Pressure cookers come in all sizes from small
2 quarts to large 10 and 12 quart models, and every
size in between. The smaller 2 to 4 quart size models are great for a secondary pot to cook veggie side dishes and small portions of meat. They are not suitable for soups, stews, or foods that foam, froth or expand. The 6 quart size is a good all around choice for serve singles, couples and most families.
See the Capacity Chart to learn the maximum fill levels for all sizes of pressure cookers.
The size you choose may depend
on the number of serving portions needed or the appetites of your family members. Other things to keep in mind might include the kind of recipes or foods you like to cook, and planning for large batches of food for Once A Month Cooking. If storage or stove space is an issue, that too, will influence the size consideration. One last observation that applies to any large, fully loaded pot is the weight, and this may pose a hardship for those with physical limitations. Finally, the last, but not the least, consideration, is the price.
To get the maximum use out of a pressure cooker, buy the largest size you can afford. I do not recommend buying anything smaller than a 5 quart for your primary use pressure cooker, and a 6 quart or larger is even better because it allows for a wider range of cooking options so you can get the full potential out of your pressure cooker investment.
Here are some
things to consider:
Listen to your Mama, bigger is better... at least when
it comes to pressure cookers. The 6 quart size is the most versatile and a good size for most recipes.
The capacity of a 7 or 8 quart size will
allow you more versatility to use my PIP cooking technique or the other cooking methods used in today's modern pressure cooker.

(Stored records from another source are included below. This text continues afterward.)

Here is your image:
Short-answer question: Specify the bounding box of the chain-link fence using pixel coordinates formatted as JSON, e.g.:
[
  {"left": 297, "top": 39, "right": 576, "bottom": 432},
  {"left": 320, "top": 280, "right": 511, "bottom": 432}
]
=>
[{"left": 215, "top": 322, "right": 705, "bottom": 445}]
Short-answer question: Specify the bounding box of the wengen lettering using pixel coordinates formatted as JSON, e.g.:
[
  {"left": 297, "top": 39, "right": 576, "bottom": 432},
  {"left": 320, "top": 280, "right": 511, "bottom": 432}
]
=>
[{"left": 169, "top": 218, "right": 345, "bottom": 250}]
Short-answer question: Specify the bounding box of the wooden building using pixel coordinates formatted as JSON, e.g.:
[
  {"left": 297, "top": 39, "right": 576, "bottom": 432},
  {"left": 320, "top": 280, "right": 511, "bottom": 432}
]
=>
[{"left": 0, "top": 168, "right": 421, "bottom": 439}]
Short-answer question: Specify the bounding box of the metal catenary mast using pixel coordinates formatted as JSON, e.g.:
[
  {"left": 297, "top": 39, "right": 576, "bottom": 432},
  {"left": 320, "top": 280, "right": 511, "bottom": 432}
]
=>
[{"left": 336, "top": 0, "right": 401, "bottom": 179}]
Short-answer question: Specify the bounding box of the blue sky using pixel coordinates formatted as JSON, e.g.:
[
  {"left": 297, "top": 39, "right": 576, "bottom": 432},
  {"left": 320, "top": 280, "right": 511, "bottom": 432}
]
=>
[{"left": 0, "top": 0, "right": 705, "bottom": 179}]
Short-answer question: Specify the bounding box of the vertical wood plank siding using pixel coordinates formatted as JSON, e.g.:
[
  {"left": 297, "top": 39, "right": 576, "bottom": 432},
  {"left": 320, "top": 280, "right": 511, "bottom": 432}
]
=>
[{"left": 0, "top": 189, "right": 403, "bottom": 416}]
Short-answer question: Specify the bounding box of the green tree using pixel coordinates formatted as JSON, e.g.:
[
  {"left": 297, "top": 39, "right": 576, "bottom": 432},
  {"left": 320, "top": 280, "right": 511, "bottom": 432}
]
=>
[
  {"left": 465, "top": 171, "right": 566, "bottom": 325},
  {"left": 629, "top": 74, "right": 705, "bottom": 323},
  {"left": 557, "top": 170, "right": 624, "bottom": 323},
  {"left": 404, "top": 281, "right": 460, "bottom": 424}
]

The larger sizes permit cooks to use more accessories inside
the pressure cooker,and cook larger, bulkier foods like
whole chickens, rib roasts, large meat roasts, racks ribs and
whole ears of corn.
- If you like to cook ahead, or plan to use bulk or Once A Month Cooking (OAMC}, then the larger pressure cookers
will let you cook in quantity and freeze
the extra portions.
- Let me mention the importance of diameter. As a rule the diameter of the pot increase with the size. The larger diameter pressure cookers will accommodate a wider variety of accessory inserts and bulkier foods. At a minimum, look for at least a 7 inch diameter.
- One thing to consider when deciding
to purchase any large size pot is the filled
weight. If you are a small person,
or you have a few years on your frame (like
me) and the disabilities to match, then
a heavy pot can be a chore to move. Certainly
stainless steel is heavier than aluminum,
and if you have accessories in the pot as
well as food, that adds to the weight.